Near the end of Fleetwood's County Council tenure, he said that body was ready to consider property tax measures to pay for stormwater control in the county's portion of the lake watershed. But then the County Council majority swung conservative, and no such measure ever came to a vote.
Fleetwood said he hopes the new council members will revive the idea.
"Now is an opportunity to do it," Fleetwood said. "We're all partners."
The city still can do more to increase its own lake protection measures, Fleetwood said. He would like to see a city program encouraging homeowners in the lake watershed to retrofit their homes and yards to minimize the runoff that sends harmful phosphorus into the lake.
On some other key issues in the past four years, Snapp and Fleetwood were on opposite sides when votes were cast. Fleetwood was the lone vote against traffic light cameras that the city later repudiated.
Snapp joined the 4-3 council majority that rejected the proposed Padden Trails development. Among other things, Snapp questioned whether emergency vehicle access to the area would be adequate.
Fleetwood was one of three council members who voted to allow the development to move ahead.
Snapp and Fleetwood also differed on the personal fireworks ban that will be in place for Independence Day 2014, after the council approved the ban on a 4-3 vote in 2013. Snapp had advocated a ban for years, citing fire dangers. Fleetwood came down on the side of tradition.
In a 4-3 vote taken just weeks ago to approve a new agreement with Whatcom County on joint operation of emergency medical services, Snapp and Fleetwood again were on opposite sides. Fleetwood saw the new agreement as a compromise dictated by financial realities. Snapp saw a possible decline in the level of emergency medical services, and a loss of city control over the system.

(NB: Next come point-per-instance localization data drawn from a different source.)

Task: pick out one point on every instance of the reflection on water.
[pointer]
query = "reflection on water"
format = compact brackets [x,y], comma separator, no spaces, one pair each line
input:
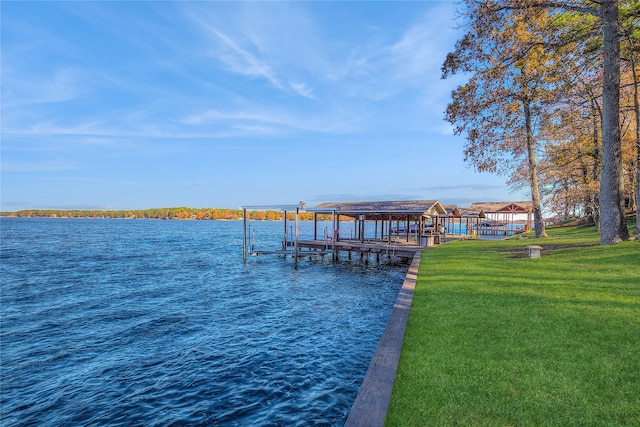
[159,322]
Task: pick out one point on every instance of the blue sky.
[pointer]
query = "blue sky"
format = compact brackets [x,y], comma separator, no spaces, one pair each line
[133,105]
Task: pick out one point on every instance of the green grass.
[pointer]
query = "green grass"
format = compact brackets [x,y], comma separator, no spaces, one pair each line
[498,339]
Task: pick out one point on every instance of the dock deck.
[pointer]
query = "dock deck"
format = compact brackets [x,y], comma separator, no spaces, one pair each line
[393,248]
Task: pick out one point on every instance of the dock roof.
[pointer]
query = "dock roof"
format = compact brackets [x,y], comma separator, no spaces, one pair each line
[502,207]
[380,209]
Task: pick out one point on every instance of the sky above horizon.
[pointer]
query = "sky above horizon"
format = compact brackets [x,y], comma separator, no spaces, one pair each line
[142,104]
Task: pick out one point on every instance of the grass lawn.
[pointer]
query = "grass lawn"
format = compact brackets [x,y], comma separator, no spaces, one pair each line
[498,339]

Snapp cited that agreement as one of his biggest disappointments. The other was what he saw as too-slow progress on providing a public access cable television channel for city residents. Snapp said Mayor Kelli Linville is the latest in a long line of mayors who have resisted such a channel, out of concerns over cost and potential headaches involved in deciding how to regulate its content.

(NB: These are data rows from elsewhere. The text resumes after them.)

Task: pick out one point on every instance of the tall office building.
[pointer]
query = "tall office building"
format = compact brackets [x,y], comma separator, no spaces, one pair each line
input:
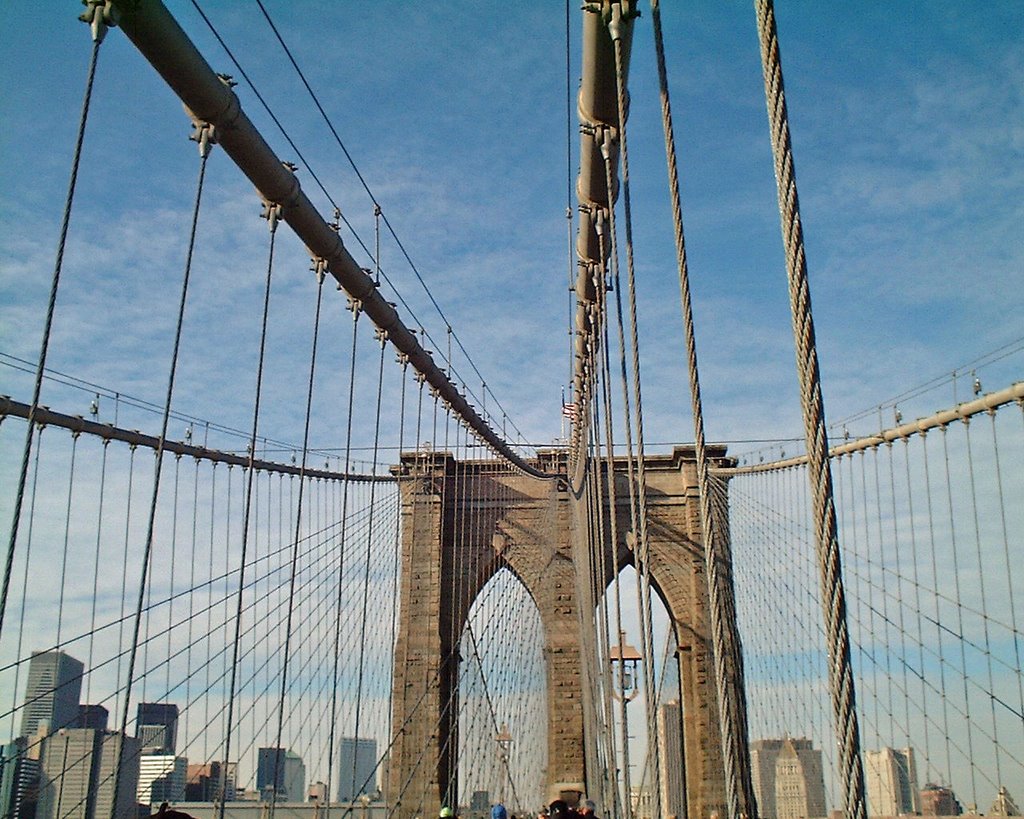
[787,778]
[270,772]
[939,801]
[19,778]
[295,776]
[764,753]
[891,782]
[161,778]
[203,782]
[67,780]
[93,717]
[670,740]
[78,775]
[1004,805]
[800,784]
[123,804]
[157,727]
[356,767]
[52,692]
[290,782]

But the city could take meaningful steps toward starting such a channel in 2014, as city officials weigh a channel management proposal from a nonprofit group.
Fleetwood said the council has also had some successes in grappling with broader growth issues during the last four years, taking steps to reduce sprawl beyond city limits while accommodating growth in existing areas such as Fairhaven. He predicted that these issues will never go away, as elected officials try to control sprawl while maintaining the character of existing neighborhoods.

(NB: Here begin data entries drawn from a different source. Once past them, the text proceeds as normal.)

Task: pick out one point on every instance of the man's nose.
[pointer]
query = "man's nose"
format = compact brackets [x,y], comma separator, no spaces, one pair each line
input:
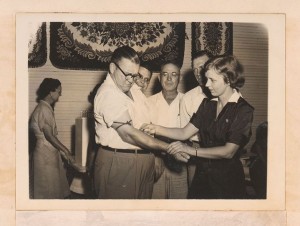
[207,83]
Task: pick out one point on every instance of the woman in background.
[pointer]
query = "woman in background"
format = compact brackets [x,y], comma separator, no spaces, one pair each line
[223,125]
[49,174]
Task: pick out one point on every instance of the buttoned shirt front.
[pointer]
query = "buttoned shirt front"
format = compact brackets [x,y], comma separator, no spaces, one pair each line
[109,104]
[162,113]
[140,111]
[189,105]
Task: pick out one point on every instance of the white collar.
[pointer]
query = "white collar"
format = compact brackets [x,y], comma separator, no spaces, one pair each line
[234,97]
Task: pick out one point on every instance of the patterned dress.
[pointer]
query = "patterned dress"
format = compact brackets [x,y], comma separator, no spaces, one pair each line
[49,174]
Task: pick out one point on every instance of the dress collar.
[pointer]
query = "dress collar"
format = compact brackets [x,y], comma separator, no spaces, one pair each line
[234,97]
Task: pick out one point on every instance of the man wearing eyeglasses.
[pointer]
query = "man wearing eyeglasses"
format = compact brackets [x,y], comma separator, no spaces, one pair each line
[124,165]
[171,175]
[191,102]
[145,76]
[140,111]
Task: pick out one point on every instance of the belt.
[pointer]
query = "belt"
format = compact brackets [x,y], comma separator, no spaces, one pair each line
[129,151]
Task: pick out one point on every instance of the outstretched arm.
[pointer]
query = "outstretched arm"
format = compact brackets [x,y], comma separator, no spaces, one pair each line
[227,151]
[172,133]
[135,137]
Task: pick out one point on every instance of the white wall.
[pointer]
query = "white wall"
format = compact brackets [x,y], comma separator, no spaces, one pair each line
[250,47]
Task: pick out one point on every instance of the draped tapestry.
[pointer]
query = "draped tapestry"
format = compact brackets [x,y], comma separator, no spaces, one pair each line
[89,46]
[215,38]
[37,45]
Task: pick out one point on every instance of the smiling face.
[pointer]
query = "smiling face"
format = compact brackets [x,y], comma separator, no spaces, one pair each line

"The big issue will remain how we grow regionally, and whether we grow in a way so that our city can accommodate all the incoming population, so that we can retain a true sense of rural character," Fleetwood said. "That was the thing that got me into office, really. ... I recall having a very clear sense that we can't go the way of King County where all the cities grow into each other. That's always a risk. It remains a risk."